Our goal is, using Neisseria meningitidis as a model, to identify the mechanisms by which (i) a bacteria can stop being a commensal and disseminate from its normal niche, and (ii) once it is septicemic how it can cross the blood brain barrier. N.meningitis is responsible for septicemia and meningitis after crossing of the blood brain barrier. Meningococcal meningitis remain a health threat in both developped and developping countries, and there is an urgent need for the development of a new vaccine strategy. Paradoxically, it is a commensal of human throat and colonizes a significant percentage of a population as healthy carrier. The reason why in some circumstances N.meningitidis can invade the bloodstream and become pathogenic remain unknown. Host factors are obviously important, however recently some clonal complexes have been shown to be more likely than others to be invasive.
We concentrate our work in two directions :
1. Identification of the bacterial attributes linked to invasiveness.
By comparative genomics, we have identified using a large collection of strains isolated from carriers and patients during the same period and in the same area that strains isolated from diseases were most likely to contain a prophage, designated Meningococcal Disease Associated (MDA) phage. We subsequently demonstrated that this phage belongs to the family of filamentous phage, like M13 and the CTX phage of Vibrio cholereae. Further work is ongoing in order to characterize the molecular mechanisms by which this phage increases invasiveness.

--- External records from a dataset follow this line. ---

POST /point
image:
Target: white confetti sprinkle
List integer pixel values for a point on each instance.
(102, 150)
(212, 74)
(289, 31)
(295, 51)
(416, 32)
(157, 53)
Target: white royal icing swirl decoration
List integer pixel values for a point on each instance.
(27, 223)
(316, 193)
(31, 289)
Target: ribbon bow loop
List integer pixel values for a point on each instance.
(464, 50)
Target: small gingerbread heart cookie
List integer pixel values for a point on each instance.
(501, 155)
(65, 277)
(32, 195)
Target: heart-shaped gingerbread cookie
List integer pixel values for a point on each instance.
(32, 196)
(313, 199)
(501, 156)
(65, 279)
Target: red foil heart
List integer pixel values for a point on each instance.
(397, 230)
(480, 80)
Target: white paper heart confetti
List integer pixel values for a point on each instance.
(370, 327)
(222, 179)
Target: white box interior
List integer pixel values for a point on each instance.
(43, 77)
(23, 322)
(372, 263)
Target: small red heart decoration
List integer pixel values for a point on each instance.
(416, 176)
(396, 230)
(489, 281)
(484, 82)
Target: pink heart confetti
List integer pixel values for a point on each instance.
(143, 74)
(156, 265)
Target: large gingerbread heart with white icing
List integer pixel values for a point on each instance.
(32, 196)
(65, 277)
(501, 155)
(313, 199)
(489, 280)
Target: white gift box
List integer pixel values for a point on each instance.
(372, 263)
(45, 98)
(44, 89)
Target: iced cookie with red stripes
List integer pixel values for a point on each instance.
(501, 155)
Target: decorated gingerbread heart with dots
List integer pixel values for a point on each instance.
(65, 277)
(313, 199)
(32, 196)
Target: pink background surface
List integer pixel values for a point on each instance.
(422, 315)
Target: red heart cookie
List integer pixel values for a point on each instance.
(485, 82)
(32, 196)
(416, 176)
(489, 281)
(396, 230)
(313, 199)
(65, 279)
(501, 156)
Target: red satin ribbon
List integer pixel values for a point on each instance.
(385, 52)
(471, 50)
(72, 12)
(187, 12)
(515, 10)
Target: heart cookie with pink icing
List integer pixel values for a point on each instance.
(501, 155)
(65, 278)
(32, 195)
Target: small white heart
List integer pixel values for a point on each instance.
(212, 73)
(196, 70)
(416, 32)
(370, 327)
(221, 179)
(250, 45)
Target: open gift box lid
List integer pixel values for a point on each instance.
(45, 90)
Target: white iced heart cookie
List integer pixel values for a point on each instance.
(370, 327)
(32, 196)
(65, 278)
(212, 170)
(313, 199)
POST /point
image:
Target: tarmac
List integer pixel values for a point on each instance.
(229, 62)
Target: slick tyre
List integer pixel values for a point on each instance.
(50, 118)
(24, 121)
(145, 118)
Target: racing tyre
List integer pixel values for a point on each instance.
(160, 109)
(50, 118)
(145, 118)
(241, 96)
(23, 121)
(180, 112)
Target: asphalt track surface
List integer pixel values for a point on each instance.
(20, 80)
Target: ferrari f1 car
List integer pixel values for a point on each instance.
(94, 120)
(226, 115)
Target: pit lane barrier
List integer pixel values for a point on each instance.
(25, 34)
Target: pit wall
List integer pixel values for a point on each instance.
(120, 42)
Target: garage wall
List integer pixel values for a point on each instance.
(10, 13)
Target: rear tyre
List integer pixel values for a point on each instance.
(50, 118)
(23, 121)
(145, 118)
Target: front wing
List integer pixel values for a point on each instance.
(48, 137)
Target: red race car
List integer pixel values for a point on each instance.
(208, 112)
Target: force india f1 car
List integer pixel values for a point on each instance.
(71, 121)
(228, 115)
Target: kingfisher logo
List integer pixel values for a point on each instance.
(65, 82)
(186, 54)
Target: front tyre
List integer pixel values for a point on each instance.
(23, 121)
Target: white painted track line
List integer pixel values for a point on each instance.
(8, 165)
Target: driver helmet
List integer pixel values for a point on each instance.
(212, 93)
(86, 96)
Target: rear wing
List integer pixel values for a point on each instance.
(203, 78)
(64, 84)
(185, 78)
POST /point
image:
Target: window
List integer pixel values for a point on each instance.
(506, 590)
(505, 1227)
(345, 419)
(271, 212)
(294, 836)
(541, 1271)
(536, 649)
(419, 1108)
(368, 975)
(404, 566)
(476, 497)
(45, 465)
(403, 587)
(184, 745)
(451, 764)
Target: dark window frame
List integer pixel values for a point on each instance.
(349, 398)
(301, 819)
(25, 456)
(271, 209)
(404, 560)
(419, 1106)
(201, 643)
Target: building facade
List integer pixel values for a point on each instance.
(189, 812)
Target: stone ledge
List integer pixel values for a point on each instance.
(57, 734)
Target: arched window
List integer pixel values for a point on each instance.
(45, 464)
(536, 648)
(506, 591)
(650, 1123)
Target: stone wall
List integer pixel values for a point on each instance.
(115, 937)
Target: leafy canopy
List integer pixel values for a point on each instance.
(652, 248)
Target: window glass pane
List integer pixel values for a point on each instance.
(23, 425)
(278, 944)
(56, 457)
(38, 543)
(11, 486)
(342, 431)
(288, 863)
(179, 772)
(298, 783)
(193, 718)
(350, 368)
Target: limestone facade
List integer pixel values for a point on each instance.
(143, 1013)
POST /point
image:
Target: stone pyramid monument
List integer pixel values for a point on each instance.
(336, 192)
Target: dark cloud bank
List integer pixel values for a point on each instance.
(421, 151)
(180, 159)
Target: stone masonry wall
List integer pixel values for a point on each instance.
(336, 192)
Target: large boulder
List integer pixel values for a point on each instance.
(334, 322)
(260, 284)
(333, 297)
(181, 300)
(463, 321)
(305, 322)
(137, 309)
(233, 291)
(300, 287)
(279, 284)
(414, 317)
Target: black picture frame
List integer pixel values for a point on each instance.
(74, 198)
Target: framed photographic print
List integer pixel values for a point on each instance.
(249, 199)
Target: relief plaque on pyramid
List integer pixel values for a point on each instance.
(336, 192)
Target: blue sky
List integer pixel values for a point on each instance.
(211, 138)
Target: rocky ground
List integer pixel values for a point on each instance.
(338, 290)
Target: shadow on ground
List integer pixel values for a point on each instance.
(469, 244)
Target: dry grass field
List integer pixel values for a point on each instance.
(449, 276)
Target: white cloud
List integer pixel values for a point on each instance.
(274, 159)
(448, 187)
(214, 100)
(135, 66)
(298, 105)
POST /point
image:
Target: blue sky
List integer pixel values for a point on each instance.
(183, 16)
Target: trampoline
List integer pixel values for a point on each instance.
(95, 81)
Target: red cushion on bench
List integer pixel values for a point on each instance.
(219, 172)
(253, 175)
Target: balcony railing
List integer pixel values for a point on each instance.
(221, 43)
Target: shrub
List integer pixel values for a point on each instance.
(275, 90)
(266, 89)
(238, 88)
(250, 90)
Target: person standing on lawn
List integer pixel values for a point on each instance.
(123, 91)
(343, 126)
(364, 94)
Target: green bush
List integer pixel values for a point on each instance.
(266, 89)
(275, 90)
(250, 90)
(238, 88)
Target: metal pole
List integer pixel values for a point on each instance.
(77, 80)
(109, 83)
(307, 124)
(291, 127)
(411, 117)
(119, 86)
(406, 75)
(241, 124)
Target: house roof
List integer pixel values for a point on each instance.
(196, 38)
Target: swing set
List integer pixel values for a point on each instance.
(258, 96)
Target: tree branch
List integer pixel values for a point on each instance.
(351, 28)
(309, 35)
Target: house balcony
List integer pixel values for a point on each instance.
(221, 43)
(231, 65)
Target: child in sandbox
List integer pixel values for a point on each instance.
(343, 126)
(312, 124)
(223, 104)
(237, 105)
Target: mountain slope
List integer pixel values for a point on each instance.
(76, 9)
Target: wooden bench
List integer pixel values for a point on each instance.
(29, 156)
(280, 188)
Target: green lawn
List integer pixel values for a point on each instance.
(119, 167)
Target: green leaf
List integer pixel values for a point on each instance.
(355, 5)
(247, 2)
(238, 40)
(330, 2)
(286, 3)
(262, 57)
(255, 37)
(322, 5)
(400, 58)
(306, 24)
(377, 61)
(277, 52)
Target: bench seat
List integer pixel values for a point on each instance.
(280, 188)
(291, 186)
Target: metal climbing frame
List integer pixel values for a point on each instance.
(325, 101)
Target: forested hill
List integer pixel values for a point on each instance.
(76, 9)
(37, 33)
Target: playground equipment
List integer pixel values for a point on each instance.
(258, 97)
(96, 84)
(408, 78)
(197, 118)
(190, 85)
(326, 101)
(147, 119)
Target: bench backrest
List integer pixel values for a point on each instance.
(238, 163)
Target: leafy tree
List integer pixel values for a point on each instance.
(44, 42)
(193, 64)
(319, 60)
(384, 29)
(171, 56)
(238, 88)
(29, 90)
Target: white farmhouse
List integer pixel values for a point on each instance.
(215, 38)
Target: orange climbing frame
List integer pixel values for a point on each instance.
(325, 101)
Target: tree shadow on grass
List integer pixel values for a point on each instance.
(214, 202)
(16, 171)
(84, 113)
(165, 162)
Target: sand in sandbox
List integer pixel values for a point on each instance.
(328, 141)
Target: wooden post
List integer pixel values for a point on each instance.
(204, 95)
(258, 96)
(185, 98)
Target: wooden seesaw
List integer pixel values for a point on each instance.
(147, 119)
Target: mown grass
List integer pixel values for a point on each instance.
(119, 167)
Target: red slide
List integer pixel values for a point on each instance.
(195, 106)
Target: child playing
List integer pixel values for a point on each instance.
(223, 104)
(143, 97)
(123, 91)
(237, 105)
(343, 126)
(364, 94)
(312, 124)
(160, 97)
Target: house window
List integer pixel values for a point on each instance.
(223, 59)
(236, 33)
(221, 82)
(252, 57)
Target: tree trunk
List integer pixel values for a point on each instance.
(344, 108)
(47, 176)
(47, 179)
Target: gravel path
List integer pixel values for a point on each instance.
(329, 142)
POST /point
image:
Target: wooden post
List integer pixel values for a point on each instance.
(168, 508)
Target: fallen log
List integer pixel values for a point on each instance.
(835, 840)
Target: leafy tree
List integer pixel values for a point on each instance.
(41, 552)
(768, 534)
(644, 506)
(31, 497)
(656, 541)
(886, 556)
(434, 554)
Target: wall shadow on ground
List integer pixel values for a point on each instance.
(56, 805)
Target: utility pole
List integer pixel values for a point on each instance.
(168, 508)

2. Identification of the interaction of N.meningitidis with the host cells in relation to the crossing of the blood-brain-barrier
Our contribution has been to demonstrate that N. meningitidis cross this barrier by interacting directly with the endothelial cells of the blood brain barrier. We have shown, in collaboration with colleagues at the Institut Cochin (Sandrine Bourdoulous and Stefano Marullo) that during adhesion to host cells, N. meningitidis triggers a local remodeling of the eukaryotic cell surface resulting in a meshwork of cellular projections that can be found, in vitro and in vivo, inside and around microcolonies adhering to the cell surface. This signaling leads to the delocalization of junctional proteins at the site of bacterial cell interaction and the subsequent opening of the paracellular route. In addition we have shown that the type IV pili interact directly with the N-terminal portion of the beta2 adrenergic receptor to sigal to the cells. We are pursuing this work with the aim to identify the molecular interaction between the pili and the beta2 adrenergic receptor.
In addition during the course of this work, it became clear that N.meningitidis has to interact with two receptors one responsaible of the signaling (The beta2 adrenergic receptor) and one responsible for the bacterial adhesion. Work is currently ongoing to identify the adhesion receptor and its bacterial ligand.